Jemmott recalls that once he decided that he wanted to play music, his mother was supportive. “That was the first thing I ever wanted to do in my life, so she said, ‘Get him a bass.’” He began playing at age 11, when he started junior high school.

Sometimes what he thought should be played didn’t match what other bassists were laying down. “I had a bad experience hearing some bass part on the radio,” Jemmott recalls. “It really pissed me off, and I said to myself, ‘I’m gonna show them what to play!’”

Jemmott was a quick study, and within a year he was skilled enough as a musician to land paying jobs. “I started playing professionally at the age of 12,” he says. Most of the jobs he got were at dance halls, with some night clubs, social clubs and ballroom gigs. “I was working two or three nights a week,” he says. “And this went on through junior high school and high school.”

Most of Jemmott’s fellow musicians were men in their 40s or 50s. But one group with whom he played featured younger players. “They had this Miles Davis approach to playing music,” Jemmott says with disdain. “They wanted to play with their backs to the audience. This kind of disrespect, I didn’t come into music like that.
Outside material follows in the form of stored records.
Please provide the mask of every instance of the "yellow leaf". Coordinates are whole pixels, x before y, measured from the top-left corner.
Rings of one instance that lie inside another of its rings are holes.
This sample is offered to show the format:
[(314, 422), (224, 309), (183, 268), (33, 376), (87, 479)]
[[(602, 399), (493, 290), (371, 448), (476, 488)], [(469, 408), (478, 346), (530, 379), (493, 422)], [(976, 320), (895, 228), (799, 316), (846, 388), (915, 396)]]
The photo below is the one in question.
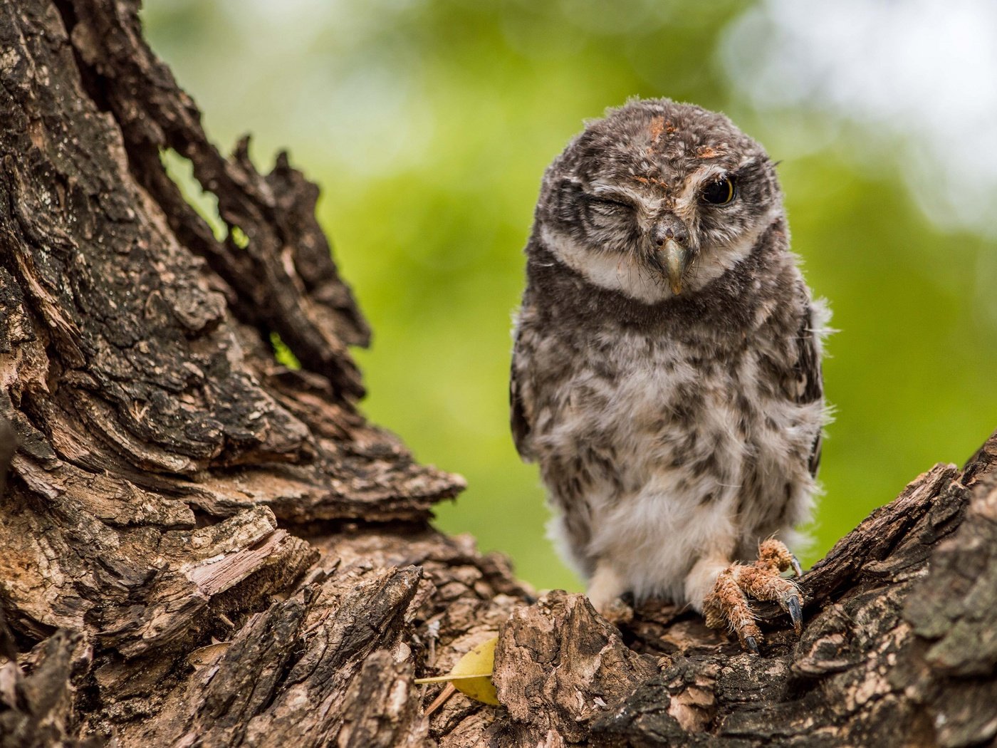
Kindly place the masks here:
[(187, 655), (187, 662), (193, 665), (195, 669), (213, 665), (225, 653), (228, 645), (232, 643), (230, 641), (214, 641), (213, 639), (211, 642), (207, 646), (194, 649)]
[(495, 670), (496, 644), (498, 637), (483, 641), (465, 654), (454, 665), (454, 669), (446, 675), (433, 678), (416, 678), (416, 683), (443, 683), (450, 681), (454, 686), (471, 698), (485, 704), (498, 705), (498, 696), (492, 682), (492, 671)]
I enjoyed playing for people, and that turned me off.”

That experience led Jemmott toward seeking out gigs with bands who enjoyed entertaining. “Coming up on these dance hall gigs, there were always four, five and six bands,” he says. “There’d be a jazz band, a calypso band, a Latin band, a rhythm and blues band, a featured vocalist band.” For those gigs, Jemmott was playing in what he calls “a do-everything band; we played a little bit of everything.”

He saw how enthusiastically those other groups were received by the audience. “So, at that point I said, ‘I’m going to get me an electric bass and play with all of those guys.’” After a two-week engagement in Bermuda, helping the island nation ring in 1964, he was determined to come home and buy an electric bass.